In the current study, we aimed to investigate the expression of galectin-9 in TAICs of OSCC. Our results demonstrate that high expression of galectin-9 in immune cells is associated with less locally advanced cancer, lack of nodal metastases, and higher 5-year OS. The majority of studies to-date have focused on the assessment of galectin-9 in tumour cells; however, various leukocytes may be its source, including activated T-lymphocytes, macrophages, dendritic cells, mast cells, and NK cells [17]. The soluble form of galectin-9 may work as an anti-tumour and anti- metastatic agent [18]. It may boost antitumor reactions, increasing the number of CD8/TIM-3-positive T lymphocytes and CD86/TIM-3-positive dendritic cells [19]. It can also interact with PD-L1 in immune cells. Hereby, we demonstrated that galectin-9 expression was positively correlated with PD-L1 expression on TAICs. In our previous study, we showed that high PD-L1 expression on immune cells in OSCC is associated with superior OS [19]. Similar relationships were previously reported in glioblastoma and small cell lung carcinoma [20, 21]. In the latter, co-expression of galectin-9 and PD-L1 was associated with longer relapse-free survival. Accordingly, in hepatocellular carcinoma, high circulating levels of PD-L1 and galectin-9 are associated with better survival [22]. Conversely, in non-small cell lung carcinoma, He et al. observed a negative impact of galectin-9 express on tumour-infiltrating lymphocytes on OS [23]. A recent study on a small cohort of head and neck squamous cell carcinomas showed that galectin-9 expression tends to be expressed in immune-inflamed tumours more than in immune-excluded or immune desert cases [24]. It is highly possible that the prognostic significance of this molecule depends on the tumour site, tissue context, other TME constituents, and immune characteristics of the host.
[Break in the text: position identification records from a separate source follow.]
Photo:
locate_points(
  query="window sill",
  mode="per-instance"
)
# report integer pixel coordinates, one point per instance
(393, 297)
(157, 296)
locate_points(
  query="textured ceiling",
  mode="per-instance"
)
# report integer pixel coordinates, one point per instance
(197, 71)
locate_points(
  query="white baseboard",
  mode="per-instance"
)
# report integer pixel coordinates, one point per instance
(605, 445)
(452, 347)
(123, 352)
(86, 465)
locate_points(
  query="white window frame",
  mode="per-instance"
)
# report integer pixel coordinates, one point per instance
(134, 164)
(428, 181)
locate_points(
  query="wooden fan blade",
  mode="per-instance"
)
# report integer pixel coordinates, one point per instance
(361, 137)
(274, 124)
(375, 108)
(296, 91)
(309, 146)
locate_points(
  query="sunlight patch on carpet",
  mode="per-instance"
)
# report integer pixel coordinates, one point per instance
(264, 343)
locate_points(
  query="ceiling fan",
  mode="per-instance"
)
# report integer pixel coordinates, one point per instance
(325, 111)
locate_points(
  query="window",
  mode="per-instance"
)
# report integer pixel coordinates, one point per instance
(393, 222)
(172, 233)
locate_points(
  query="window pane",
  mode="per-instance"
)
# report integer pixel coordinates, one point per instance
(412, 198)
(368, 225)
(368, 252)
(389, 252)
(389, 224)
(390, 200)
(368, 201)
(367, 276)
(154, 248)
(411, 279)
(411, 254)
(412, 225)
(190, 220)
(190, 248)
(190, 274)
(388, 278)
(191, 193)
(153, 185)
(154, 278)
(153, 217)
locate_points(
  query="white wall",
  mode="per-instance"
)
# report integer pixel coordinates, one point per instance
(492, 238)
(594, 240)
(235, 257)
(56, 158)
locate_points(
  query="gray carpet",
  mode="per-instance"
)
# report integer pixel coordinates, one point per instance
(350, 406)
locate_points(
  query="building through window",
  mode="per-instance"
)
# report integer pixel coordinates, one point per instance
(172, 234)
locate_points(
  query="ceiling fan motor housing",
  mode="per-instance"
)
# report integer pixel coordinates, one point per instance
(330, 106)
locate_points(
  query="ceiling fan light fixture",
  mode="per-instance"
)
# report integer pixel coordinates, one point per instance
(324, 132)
Surprisingly, we observed lower expression of galectin-9 in patients with diabetes. Generally, its serum levels tend to be elevated in diabetes [25, 26]. However, some studies showed contradictory results [27]. It is unclear if this association may have any impact on TME of OSCC or induce a mechanism of impact that affects survival in OSCC patients with diabetes. Nevertheless, future studies on galectin-9 levels in cancer should include diabetes as the potential confounder.
Our study has two important limitations. The cohort size was relatively small and the analysis was retrospective. Nevertheless, we performed long and full follow-up of the patients enrolled in the study.
Conclusions
Galectin-9 is commonly expressed on TAICs in OSCCs, but the portion of positive cells varies significantly. A high level of galectin-9 expression is related to the presence of favourable clinicopathological characteristics, i.e. lack of nodal metastases and less locally advanced tumours, and thus superior 5-year OS. Moreover, there was a positive correlation between the percentage of galectin-9-positive and PD-L1-positive TAICs. The latter may suggest the relationship between galectin-9 and the condition of the TME in OSCC. Future translational studies should focus on the molecular mechanisms of these associations and potential usefulness of galectin-targeted treatment in OSCC.